Outro dado que chama a atenção do estudo fala sobre como os adolescentes se sentem no ambiente digital das redes sociais. Mais dos 58% dos adolescentes acreditam que a internet, hoje, não é segura para jovens. Muitos deles afirmam não saber como realizar denúncias na plataforma ao se depararem com conteúdos que os incomodam, além de não se sentirem confortáveis para falar com seus responsáveis sobre essas questões, o que os faz ignorar o incômodo e continuar dedicando seu tempo a navegar nas redes sociais. Para Tavares,”essa sensação de segurança toca muitos temas, desde ser pouco acolhido, de não saber como fazer, de ter acesso a conteúdos que eles consideram violentos, mas também tem esse medo da sua própria exposição, e de como isso pode também implicar em bullying”.

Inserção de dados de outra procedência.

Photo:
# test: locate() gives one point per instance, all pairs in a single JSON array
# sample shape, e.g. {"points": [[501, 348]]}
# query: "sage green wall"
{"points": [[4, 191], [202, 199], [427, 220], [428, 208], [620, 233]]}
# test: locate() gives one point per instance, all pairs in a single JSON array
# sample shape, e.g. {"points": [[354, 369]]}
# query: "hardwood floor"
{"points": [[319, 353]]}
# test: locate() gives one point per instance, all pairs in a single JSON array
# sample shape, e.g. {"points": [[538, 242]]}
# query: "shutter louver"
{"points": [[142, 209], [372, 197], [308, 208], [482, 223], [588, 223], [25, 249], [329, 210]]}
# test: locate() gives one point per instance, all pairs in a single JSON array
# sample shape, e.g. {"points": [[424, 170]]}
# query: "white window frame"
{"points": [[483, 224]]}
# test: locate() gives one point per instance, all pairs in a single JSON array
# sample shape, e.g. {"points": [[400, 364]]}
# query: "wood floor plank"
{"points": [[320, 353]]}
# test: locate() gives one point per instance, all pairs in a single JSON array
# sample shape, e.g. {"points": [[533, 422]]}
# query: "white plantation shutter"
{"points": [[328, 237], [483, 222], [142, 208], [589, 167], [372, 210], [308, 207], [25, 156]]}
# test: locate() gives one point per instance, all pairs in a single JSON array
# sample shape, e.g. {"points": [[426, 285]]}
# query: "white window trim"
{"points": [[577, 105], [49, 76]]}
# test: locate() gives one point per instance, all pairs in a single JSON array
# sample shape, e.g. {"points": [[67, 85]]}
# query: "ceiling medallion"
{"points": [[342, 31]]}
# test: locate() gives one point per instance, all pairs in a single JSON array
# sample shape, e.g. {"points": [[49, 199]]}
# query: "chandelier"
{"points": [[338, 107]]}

Essa percepção de insegurança não é somente dos adolescentes, mas também dos pais e responsáveis. Segundo pesquisa Datafolha, solicitada pelo Instituto Alana, nove entre dez brasileiros acreditam que as empresas de redes sociais fazem menos do que deveriam para proteger as crianças online.

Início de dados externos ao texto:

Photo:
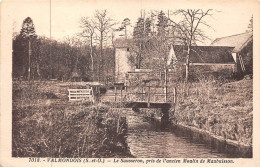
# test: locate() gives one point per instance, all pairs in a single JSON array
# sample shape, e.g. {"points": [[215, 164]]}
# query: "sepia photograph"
{"points": [[134, 79]]}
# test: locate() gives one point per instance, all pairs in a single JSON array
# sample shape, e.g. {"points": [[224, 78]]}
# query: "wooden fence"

Somado a isso, pelo menos 62% das crianças e adolescentes já tiveram contato com publicidade ou propaganda, segundo a pesquisa TIC Kids Online (2023). Uma questão muito delicada, já que como diz Mello, este fato “está mais relacionado à modulação de comportamentos mesmo, você não tem só aquela inculcação de um desejo de consumo de um determinado produto ou serviço, mas também um processo que pode vir a alterar a sua própria visão de mundo”, quer dizer, a visão de mundo de crianças e adolescentes.

Ambiente digital seguro

Em agosto de 2025, a Câmara dos Deputados aprovou o PL 2628/2022, que dispõe sobre a proteção de crianças e adolescentes em ambientes digitais, o chamado Estatuto da Criança e do Adolescente Digital (ECA Digital). Apesar de três anos de andamento, somente em agosto o Projeto de Lei ganhou notoriedade no Congresso Nacional por causa de denúncias públicas feitas pelo influenciador Felipe Bressanim, o Felca, em seu vídeo sobre adultização e exploração de menores no contexto das redes sociais. Para Maria Mello esta lei é “um texto muito alvissareiro, vamos dizer assim, em relação a essa possibilidade de trazer mais responsabilidade às plataformas”.

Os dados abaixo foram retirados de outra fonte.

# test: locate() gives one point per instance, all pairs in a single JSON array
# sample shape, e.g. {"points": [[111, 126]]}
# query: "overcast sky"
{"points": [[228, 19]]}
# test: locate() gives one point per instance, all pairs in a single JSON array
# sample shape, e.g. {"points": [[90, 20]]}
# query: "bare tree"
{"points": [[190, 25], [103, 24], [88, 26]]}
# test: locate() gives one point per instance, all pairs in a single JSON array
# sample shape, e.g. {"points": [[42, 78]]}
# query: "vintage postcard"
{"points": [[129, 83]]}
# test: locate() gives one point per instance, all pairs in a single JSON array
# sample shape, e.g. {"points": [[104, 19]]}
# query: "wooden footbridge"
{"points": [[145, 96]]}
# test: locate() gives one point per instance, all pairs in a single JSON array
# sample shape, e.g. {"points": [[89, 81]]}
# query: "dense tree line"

Já para a pesquisadora Clarice Tavares, a lei é efetivamente um grande avanço, mas “existe um papel importante de coordenação de ações que não está só nessa discussão sobre regulação de plataformas e que não está só nessa aprovação de legislações que são muito importantes também, mas de um papel ali de educação midiática, de forma transversal real, para esses adultos que circulam a vida dos adolescentes, que muitas vezes, também estão tão perdidos quanto esses adolescentes”.

O modelo de negócio das redes sociais dificulta a criação de um ambiente digital seguro para as crianças e adolescentes, a lógica da economia da atenção parece prevalecer sobre os direitos dessa parte tão vulnerável da população. O amplo arcabouço jurídico brasileiro parece não ser suficiente, por enquanto, para convocar essas empresas para suas responsabilidades com a sociedade. O ECA Digital parece trazer a possibilidade de mudar o cenário, mas isso precisa ir acompanhado da participação de outros atores da sociedade, pais, responsáveis, sociedade civil e escola, num esforço conjunto e coordenado.